We provide a gray-scale example comparing compressed images found by a Monte Carlo method and by the centroidal Voronoi algorithm. Clearly, the latter is a better approximation of the original picture.
![]() An 8-bit monochrome picture |
![]() The compressed 3-bit image by the Monte Carlo simulation |
![]() The compressed 3-bit image by the centroidal Voronoi algorithm |
The representation of a given quantity with less information is often referred to as quantization and is an important subject in information theory. The subject of vector quantization has broad applications in signal processing and telecommunication. The image compression example we discussed earlier belongs to this subject as well.
The results of the cell division process can also be described using centroidal Voronoi tessellations. We start with a configuration of cells that, by observation, is a Voronoi tessellation. In this geometrical description of the cell shapes, cell division can be modeled as the addition of another Voronoi generator, or more precisely, as the splitting of a Voronoi generator into two generators. Having added a generator (or more than one if more than one cell divides), how does one determine the shapes of the new cells and the (necesarily) different shapes of the remaining old cells? It has been observed that the new shapes are very closely approximated by a centroidal Voronoi tessellation corresponding to the increased number of generators.
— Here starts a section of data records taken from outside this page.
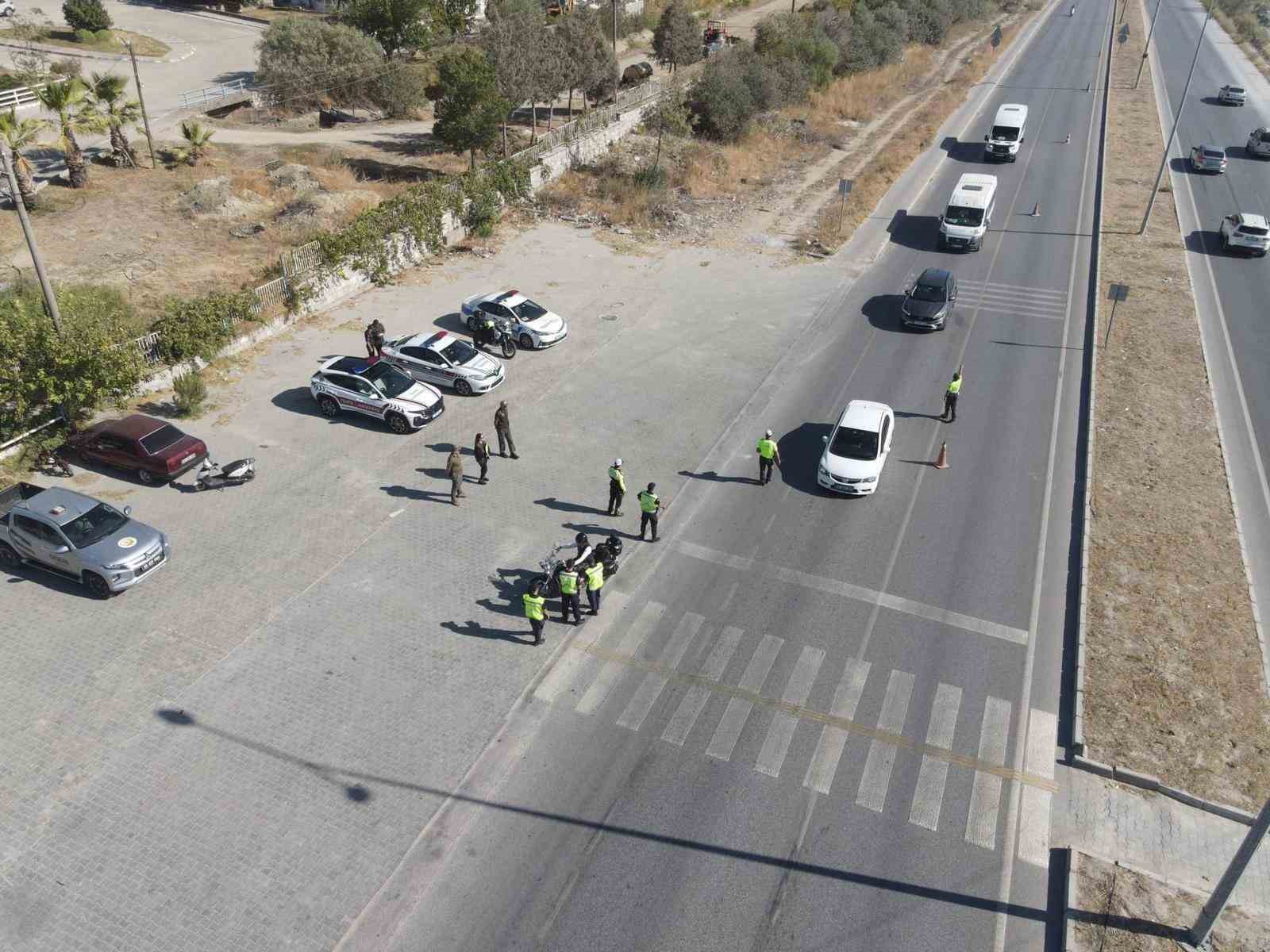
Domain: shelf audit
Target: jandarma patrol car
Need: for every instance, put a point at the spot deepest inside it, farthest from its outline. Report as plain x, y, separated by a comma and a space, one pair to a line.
375, 389
446, 359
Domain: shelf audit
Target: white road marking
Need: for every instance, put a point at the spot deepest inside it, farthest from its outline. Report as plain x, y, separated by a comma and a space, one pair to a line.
981, 824
848, 589
829, 750
734, 717
1034, 809
632, 640
933, 774
781, 730
882, 755
653, 685
569, 666
695, 700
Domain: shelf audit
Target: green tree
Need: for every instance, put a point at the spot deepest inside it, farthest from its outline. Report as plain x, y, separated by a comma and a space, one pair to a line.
92, 363
397, 25
469, 107
676, 38
110, 93
294, 51
87, 14
76, 114
18, 135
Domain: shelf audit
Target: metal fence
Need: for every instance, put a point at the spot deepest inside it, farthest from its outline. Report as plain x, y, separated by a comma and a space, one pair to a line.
207, 95
21, 97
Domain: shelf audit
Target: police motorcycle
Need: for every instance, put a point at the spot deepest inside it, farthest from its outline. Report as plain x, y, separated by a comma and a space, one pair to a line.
232, 474
497, 332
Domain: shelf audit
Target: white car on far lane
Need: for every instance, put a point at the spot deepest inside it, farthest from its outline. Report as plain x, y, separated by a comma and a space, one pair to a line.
856, 450
533, 324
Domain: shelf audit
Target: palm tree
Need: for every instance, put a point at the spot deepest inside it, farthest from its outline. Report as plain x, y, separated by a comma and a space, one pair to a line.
197, 140
17, 135
118, 111
76, 113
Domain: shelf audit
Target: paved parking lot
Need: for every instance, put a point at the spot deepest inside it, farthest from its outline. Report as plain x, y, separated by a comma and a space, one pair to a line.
237, 753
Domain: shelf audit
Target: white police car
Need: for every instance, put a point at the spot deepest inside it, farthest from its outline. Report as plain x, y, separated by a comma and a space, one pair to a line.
446, 359
375, 389
533, 325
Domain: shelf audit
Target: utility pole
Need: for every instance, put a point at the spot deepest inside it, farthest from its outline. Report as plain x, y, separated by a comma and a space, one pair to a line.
50, 300
141, 99
1181, 106
1147, 48
1203, 928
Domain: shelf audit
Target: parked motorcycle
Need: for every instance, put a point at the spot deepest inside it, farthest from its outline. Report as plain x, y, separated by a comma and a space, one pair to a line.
499, 336
232, 475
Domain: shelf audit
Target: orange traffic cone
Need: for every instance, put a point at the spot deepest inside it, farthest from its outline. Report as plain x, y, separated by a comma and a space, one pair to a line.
943, 463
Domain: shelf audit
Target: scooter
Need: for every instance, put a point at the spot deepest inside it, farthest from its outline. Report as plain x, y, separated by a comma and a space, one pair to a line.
232, 475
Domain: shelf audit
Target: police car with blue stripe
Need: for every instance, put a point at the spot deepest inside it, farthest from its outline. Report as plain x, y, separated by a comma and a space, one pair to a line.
375, 389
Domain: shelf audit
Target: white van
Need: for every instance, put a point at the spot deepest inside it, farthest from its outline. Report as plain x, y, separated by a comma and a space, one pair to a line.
1007, 133
969, 213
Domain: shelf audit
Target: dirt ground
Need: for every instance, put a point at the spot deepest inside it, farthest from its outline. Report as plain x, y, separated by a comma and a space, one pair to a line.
1119, 911
1174, 670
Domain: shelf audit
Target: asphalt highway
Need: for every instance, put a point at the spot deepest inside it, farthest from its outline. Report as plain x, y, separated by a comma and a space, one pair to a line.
806, 721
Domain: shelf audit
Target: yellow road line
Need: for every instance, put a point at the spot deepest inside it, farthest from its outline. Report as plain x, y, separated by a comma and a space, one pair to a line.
865, 730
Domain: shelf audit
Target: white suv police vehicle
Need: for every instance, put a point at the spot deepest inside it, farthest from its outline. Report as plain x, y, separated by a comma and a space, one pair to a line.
375, 389
446, 359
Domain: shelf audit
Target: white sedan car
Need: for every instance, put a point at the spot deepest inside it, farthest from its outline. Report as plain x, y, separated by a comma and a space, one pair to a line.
446, 359
856, 450
533, 325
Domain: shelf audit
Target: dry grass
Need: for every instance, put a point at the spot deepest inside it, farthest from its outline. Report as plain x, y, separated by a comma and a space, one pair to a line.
1172, 683
1121, 911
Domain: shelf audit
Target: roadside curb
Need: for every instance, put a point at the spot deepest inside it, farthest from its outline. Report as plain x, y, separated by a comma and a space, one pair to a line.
1153, 785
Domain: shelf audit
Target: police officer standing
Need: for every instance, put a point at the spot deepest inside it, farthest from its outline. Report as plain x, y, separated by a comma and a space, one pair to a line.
950, 397
503, 427
649, 509
569, 579
533, 603
595, 583
616, 488
768, 454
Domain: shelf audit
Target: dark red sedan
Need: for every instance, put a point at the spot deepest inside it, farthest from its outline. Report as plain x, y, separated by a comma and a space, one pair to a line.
152, 450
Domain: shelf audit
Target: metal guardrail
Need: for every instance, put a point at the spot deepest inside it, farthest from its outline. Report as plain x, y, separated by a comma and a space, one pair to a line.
21, 97
213, 94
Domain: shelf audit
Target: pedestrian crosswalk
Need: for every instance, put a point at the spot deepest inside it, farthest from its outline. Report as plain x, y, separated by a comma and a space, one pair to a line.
1014, 300
638, 664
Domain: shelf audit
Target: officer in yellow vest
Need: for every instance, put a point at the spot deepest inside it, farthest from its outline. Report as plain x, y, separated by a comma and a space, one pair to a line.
595, 583
569, 593
616, 488
649, 508
768, 454
533, 603
950, 397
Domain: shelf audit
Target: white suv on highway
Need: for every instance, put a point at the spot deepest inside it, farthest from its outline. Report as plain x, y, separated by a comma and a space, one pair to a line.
1245, 232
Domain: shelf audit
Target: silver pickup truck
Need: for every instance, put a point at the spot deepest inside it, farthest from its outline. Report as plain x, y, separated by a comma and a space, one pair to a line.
79, 537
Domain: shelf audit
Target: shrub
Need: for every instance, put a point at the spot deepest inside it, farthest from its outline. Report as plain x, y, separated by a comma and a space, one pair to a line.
67, 67
87, 14
190, 391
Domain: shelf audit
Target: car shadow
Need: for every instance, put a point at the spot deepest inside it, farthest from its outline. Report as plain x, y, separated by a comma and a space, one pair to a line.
963, 152
800, 450
883, 313
711, 476
920, 232
475, 631
563, 507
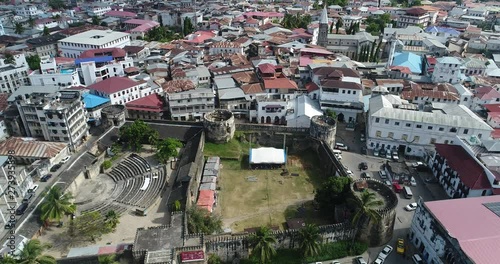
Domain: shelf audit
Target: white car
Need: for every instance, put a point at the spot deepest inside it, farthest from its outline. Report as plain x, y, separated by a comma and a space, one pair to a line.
385, 252
413, 182
411, 207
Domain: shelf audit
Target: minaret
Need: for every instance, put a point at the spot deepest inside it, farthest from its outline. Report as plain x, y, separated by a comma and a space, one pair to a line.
323, 28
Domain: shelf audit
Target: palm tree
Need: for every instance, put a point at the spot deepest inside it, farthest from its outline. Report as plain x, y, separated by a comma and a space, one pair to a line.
19, 29
56, 205
112, 219
262, 243
366, 210
108, 259
309, 240
32, 254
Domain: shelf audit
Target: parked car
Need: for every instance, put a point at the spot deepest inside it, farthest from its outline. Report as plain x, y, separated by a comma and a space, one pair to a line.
360, 260
386, 251
46, 177
55, 168
400, 246
411, 207
413, 182
341, 146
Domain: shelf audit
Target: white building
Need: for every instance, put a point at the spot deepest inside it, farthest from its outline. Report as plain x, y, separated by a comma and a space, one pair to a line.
13, 76
57, 116
456, 231
192, 104
50, 73
448, 69
397, 125
99, 64
75, 45
121, 90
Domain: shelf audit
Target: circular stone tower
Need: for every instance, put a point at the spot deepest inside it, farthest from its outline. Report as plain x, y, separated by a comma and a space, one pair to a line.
114, 115
219, 126
377, 233
323, 128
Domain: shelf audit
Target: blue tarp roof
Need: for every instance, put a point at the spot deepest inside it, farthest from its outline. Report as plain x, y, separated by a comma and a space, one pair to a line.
410, 60
92, 101
95, 59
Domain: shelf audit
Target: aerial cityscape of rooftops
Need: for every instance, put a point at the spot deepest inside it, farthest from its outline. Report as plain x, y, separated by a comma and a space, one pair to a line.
253, 131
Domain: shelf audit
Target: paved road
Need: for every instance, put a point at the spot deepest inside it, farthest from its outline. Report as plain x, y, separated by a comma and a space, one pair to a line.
428, 192
29, 223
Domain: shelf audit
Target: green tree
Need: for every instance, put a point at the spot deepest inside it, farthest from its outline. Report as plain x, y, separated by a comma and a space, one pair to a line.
9, 59
32, 253
33, 62
46, 31
56, 205
90, 226
366, 210
201, 221
262, 244
31, 22
188, 26
338, 25
107, 259
18, 28
214, 259
112, 219
167, 148
310, 240
57, 4
333, 192
96, 20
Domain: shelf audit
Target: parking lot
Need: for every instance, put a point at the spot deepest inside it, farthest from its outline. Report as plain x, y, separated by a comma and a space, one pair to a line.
427, 191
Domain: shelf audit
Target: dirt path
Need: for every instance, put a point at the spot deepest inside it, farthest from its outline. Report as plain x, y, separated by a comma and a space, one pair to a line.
227, 222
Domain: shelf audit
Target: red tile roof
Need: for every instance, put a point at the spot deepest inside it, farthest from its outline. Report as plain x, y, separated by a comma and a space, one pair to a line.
114, 52
280, 83
150, 103
113, 85
469, 171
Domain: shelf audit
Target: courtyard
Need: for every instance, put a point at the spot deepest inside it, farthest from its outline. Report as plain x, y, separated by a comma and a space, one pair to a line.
253, 198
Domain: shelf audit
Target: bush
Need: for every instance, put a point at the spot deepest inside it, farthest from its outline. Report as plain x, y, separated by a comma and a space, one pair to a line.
107, 164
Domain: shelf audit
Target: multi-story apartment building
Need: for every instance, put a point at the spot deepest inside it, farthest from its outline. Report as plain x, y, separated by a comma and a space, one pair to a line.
121, 90
448, 70
75, 45
54, 115
13, 76
51, 73
192, 104
99, 64
414, 17
46, 45
456, 231
395, 124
As an example of synchronous settling for which the territories can be visualized, consider the mouthbreeder fish (Tilapia mossambica). Territorial males of this species excavate breeding pits in sandy bottoms by spitting sand away from the pit centers towards its neighbors. For a high enough density of fishes, this reciprocal spitting results in sand parapets which are visible territorial boundaries. After the fishes establish their territories, i.e., after the final position of the breeding pits are established, the parapets separating the territories have been observed to be polygonal and, in fact, can be very closely approximated by a centroidal Voronoi tessellation.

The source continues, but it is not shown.